Había elegido el Crillon para su encuentro con Ylena. Para justificar su estancia en un hotel teniendo como tenía un apartamento en París, había mandado pintar y redecorar los baños. El Facilitador siempre le insistía en que no había que dejar cabos sueltos. No había sido fácil elegir el hotel, pero al final decidió que no iba a sacrificar su propia comodidad por un encuentro furtivo. Esa misma mañana el Facilitador le había telefoneado para decirle un simple número, el de la habitación de Ylena.

Le sorprendió el aspecto de la mujer.
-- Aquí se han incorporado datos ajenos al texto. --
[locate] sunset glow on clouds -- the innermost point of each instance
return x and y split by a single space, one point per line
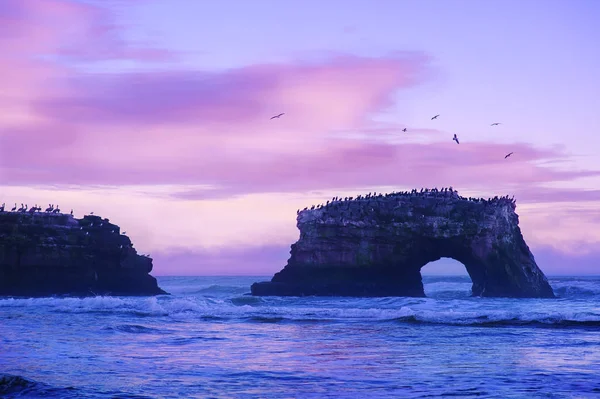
187 161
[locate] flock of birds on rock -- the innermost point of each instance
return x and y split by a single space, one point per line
425 192
34 209
454 138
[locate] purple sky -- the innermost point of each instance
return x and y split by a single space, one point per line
156 115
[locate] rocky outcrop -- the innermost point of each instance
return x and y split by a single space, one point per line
44 254
376 245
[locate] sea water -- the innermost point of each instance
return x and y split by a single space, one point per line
210 339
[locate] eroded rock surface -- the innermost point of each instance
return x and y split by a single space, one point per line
376 245
44 254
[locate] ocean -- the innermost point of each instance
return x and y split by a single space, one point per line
210 339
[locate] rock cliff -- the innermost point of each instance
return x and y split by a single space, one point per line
44 254
376 245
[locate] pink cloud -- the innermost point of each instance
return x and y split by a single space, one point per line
340 92
260 260
213 127
67 28
266 260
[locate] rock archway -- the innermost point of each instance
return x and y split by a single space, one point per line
376 245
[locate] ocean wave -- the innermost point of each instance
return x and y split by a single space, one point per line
14 386
549 322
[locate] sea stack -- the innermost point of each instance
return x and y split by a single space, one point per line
376 245
46 254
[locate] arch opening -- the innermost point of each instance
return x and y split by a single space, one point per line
446 278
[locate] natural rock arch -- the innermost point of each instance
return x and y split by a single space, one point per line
376 245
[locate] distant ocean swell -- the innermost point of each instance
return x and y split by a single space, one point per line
463 310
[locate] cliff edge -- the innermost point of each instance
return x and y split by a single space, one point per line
43 254
376 245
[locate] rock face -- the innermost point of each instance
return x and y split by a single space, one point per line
376 245
44 254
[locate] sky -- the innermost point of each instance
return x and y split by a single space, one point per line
156 115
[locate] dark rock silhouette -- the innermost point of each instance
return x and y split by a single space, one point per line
376 245
43 254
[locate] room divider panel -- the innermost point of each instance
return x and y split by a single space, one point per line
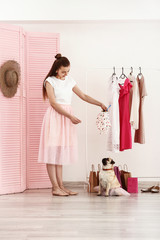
21 116
41 49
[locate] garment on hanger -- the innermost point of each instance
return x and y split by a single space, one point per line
134 102
125 126
113 132
140 133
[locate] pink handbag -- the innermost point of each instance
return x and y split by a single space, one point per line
132 185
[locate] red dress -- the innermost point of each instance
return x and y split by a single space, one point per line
124 116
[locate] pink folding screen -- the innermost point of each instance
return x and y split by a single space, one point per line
13 116
21 116
41 49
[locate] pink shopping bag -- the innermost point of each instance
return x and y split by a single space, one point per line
132 185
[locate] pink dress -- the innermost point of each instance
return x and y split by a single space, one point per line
125 126
58 138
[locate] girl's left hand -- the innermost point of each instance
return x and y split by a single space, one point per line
103 107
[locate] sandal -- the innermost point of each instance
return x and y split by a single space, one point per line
62 194
68 191
155 189
147 189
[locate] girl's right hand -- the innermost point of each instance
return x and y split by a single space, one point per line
75 120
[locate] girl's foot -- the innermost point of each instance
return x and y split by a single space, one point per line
68 191
58 192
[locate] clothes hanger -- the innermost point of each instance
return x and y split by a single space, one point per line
131 73
139 74
122 76
114 73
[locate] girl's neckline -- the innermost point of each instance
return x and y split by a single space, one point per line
58 78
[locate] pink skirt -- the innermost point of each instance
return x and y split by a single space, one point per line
58 139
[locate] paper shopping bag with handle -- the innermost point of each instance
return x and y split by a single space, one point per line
92 180
124 174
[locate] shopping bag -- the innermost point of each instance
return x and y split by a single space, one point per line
99 169
117 173
124 176
92 180
132 185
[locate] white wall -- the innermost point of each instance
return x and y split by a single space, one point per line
107 44
79 9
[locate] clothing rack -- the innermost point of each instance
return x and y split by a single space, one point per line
114 69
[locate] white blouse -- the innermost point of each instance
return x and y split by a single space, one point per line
113 97
62 88
134 111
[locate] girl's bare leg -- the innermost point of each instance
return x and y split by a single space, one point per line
56 190
60 181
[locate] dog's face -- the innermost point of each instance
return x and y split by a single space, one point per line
107 161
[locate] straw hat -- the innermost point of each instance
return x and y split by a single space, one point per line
9 78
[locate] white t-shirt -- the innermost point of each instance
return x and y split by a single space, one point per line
62 88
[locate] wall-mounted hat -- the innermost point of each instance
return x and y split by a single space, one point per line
9 78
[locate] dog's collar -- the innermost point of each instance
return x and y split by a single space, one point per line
107 169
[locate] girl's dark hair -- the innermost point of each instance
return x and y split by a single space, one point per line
59 62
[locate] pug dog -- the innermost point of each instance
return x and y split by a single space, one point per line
107 177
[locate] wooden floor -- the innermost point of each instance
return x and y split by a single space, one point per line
36 214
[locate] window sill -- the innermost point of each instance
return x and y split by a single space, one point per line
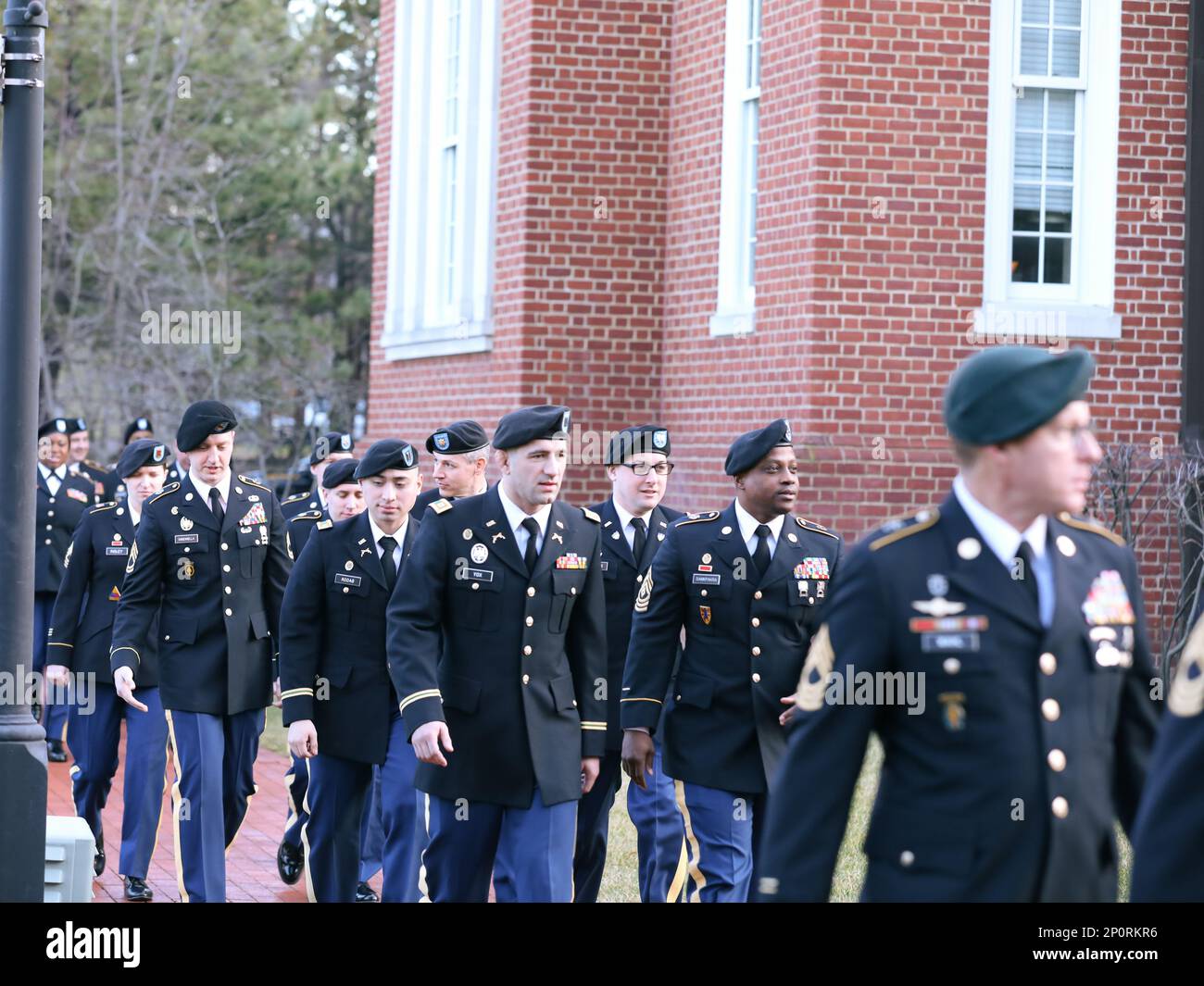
1042 323
440 341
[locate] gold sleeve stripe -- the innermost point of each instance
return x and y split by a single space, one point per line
119 650
418 696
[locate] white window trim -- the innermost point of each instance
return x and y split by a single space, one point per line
735 304
416 327
1087 312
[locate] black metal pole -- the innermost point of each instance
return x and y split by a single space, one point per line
22 741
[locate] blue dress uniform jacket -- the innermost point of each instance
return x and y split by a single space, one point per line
1168 846
332 634
216 625
81 628
512 661
745 648
1031 742
621 580
56 519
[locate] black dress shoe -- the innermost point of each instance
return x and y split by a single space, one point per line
289 861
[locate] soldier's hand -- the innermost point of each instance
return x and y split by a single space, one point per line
426 741
590 767
123 680
304 740
637 755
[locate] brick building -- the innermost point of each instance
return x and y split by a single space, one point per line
715 212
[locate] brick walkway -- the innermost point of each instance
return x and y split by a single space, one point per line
251 862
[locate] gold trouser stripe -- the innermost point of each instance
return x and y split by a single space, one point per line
417 696
699 880
175 808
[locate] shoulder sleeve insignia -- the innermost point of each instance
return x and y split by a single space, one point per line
1087 525
164 492
1186 696
913 525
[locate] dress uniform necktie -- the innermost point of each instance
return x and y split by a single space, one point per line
1027 576
216 504
533 550
761 555
389 544
639 540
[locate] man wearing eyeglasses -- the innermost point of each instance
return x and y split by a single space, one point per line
747 585
633 528
1022 629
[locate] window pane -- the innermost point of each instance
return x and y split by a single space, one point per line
1035 12
1058 261
1068 12
1066 53
1060 109
1034 51
1024 257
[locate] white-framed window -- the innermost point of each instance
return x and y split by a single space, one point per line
738 185
442 188
1052 123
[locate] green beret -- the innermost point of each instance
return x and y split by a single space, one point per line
1008 390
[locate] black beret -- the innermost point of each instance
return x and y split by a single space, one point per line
386 454
530 424
340 472
634 440
458 438
332 441
751 447
55 426
1006 392
137 424
201 420
144 452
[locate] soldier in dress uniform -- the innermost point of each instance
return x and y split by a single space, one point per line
997 646
1168 845
61 500
80 643
497 645
104 483
749 585
461 454
329 448
344 500
633 528
213 553
337 701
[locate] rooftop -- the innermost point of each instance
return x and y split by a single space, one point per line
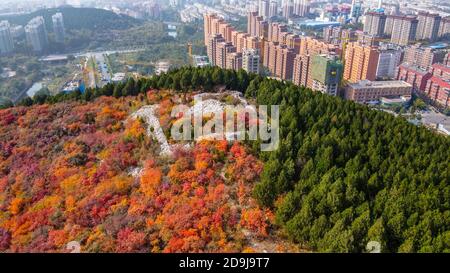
379 84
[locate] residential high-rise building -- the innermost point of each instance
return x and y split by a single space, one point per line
302 74
36 34
404 30
273 9
212 51
444 28
177 3
326 73
389 24
375 23
6 41
252 19
438 86
423 57
251 61
287 8
360 62
301 7
223 49
276 31
428 26
285 62
355 11
263 8
58 27
234 61
388 61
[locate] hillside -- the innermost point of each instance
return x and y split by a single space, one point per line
79 18
344 175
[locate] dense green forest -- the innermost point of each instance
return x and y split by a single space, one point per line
79 18
344 174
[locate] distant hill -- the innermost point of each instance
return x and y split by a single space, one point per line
79 18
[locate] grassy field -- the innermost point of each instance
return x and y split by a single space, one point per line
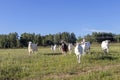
15 64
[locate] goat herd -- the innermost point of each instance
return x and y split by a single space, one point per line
79 48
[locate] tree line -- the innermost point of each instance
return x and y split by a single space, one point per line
13 40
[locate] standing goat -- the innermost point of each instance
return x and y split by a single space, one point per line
105 46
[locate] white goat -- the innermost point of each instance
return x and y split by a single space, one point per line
78 51
105 46
32 48
86 47
70 47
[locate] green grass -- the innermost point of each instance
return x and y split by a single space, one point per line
16 64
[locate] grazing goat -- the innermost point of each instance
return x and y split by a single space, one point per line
105 46
70 47
86 47
64 47
78 51
32 48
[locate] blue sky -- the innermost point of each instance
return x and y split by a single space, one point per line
52 16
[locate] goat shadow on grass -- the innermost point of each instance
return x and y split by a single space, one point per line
105 57
52 54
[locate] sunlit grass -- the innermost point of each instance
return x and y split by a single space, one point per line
16 64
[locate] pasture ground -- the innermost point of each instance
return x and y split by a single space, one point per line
16 64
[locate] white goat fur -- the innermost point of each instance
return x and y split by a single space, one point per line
105 46
78 51
32 48
86 47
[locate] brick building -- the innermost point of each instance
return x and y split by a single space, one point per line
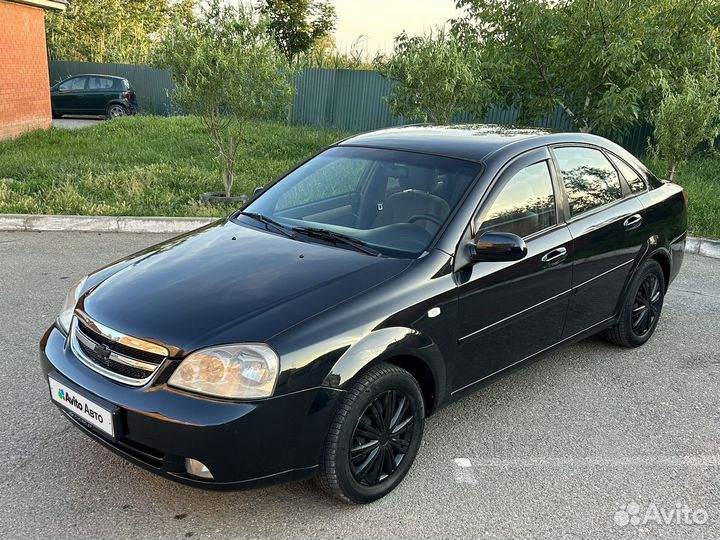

Demasiado alta, demasiado rubia, con los ojos demasiado azules, en realidad demasiado llamativa para una misión en la que necesitaba ser casi transparente, que nadie se fijara en ella.

Debía de tener entre veintitrés y veinticinco años, y llevaba la ira reflejada en el rostro.

– ¿Tiene ya las instrucciones para mí? -le preguntó apenas se saludaron.

– Una parte, ¿me permite pasar y sentarme?

La notaba tensa, incómoda, deseando terminar cuanto antes.

– Es mejor que se relaje; aquí nadie nos puede ver ni oír, y lo que tenemos que tratar no se puede hacer con prisas.

Le indicó una silla y se sentó enfrente de él. Les separaba una mesa redonda.